Silver Lake, New Hampshire
Around New Year’s, there are a few cars parked in the gravel driveway: one grey minivan, usually. Sometimes a blue car, sometimes red or gray. Depends on who could make it, who drove up with who. Politics. By the time we get there, it doesn’t matter, we’ll use whoever’s for whatever, so long as we all fit. The mountains linger in the distance. On the side of the fridge, a diagram of the peaks. From the living room, laughter.
There is a fire going, and footsteps in the melting snow where two of us have ventured out to the sheds along the house to find more wood that someone else has kept stocked for us. We announce that we are providing for the family anyhow. The moon is silver and crawling up the blue-black winter sky. We leave our shoes by the door.
The light inside is thick as it pours out from the windows into the cold air, persimmon-yellow. Sasha prods at the fire, which responds in the sharp popping of embers, an emission of sparks. We lay in various states of sprawl around the room: a couple on each of the couches, one in an armchair, and the last two on the floor by the fireplace. My head is on Sasha’s lap as she twists around to stoke the flames, turning back towards the rest of us when she is satisfied. The rug is surprisingly comfortable, soft beneath our legs. We are warmed by the thick blue knit of blankets. I braid the fringe of mine between my fingers. There is tissue paper, holiday wrapping paper, discarded red ribbons strung about from gifts exchanged. Empty bottles of wine and margarita mix decorate the little tables that sit in the center of the circle we make. There were once party hats too. Someone suggests cake.
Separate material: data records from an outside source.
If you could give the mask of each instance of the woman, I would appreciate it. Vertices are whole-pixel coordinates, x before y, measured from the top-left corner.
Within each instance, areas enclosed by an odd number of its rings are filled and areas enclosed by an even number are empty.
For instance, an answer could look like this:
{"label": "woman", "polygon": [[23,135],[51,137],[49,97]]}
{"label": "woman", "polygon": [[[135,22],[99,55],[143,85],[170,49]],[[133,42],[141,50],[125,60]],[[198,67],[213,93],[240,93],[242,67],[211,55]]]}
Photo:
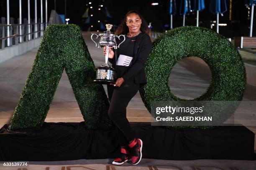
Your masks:
{"label": "woman", "polygon": [[[131,159],[132,164],[137,165],[142,156],[142,141],[135,138],[126,118],[126,107],[139,88],[146,82],[144,66],[150,51],[152,43],[147,34],[146,22],[136,11],[129,11],[124,22],[115,32],[124,34],[125,41],[115,52],[109,48],[108,60],[116,68],[117,79],[115,84],[107,86],[110,101],[108,115],[116,125],[119,143],[120,156],[112,163],[120,165]],[[103,54],[106,55],[103,48]],[[117,61],[114,58],[117,53]]]}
It’s chocolate from the Hannaford’s twenty minutes down the road with the most gorgeous view. It’s almost unfair, the view from that parking lot. Cars, suburban sprawl, a one lane highway, the bright yellows and reds, and the jagged edge of the mountains overseeing it all. Sometimes I imagine the snowy summits are disappointed with their view. A grocery store, a two-lane highway. Traffic. Sometimes I don’t know what they’d think. We meet in the parking lot on the drive up, sometimes, and go grocery shopping together before we get to the house. It’s hard to coordinate desires without looking at each other. Sometimes we are not women who say what we want. Sometimes we are, though, and when we argue about types of milk, it is like children arguing over Christmas presents, too happy for any real heartbreak over whole versus almond, soy versus oat. It will go in the coffee regardless.
In the living room, it is getting dark. The fire glows like citrus. The cake is now cardboard scraped clean, spoons in a circle like children at summer camp. We admire each other, our own little circle. My sisters and my sisters. I am yawning into into the blanket and dissolving into the carpet and the dying embers of the fire. We settle into silence, leaving only the rustle of the trees in the wind, a car speeding past every so often. No one moves to leave quite yet.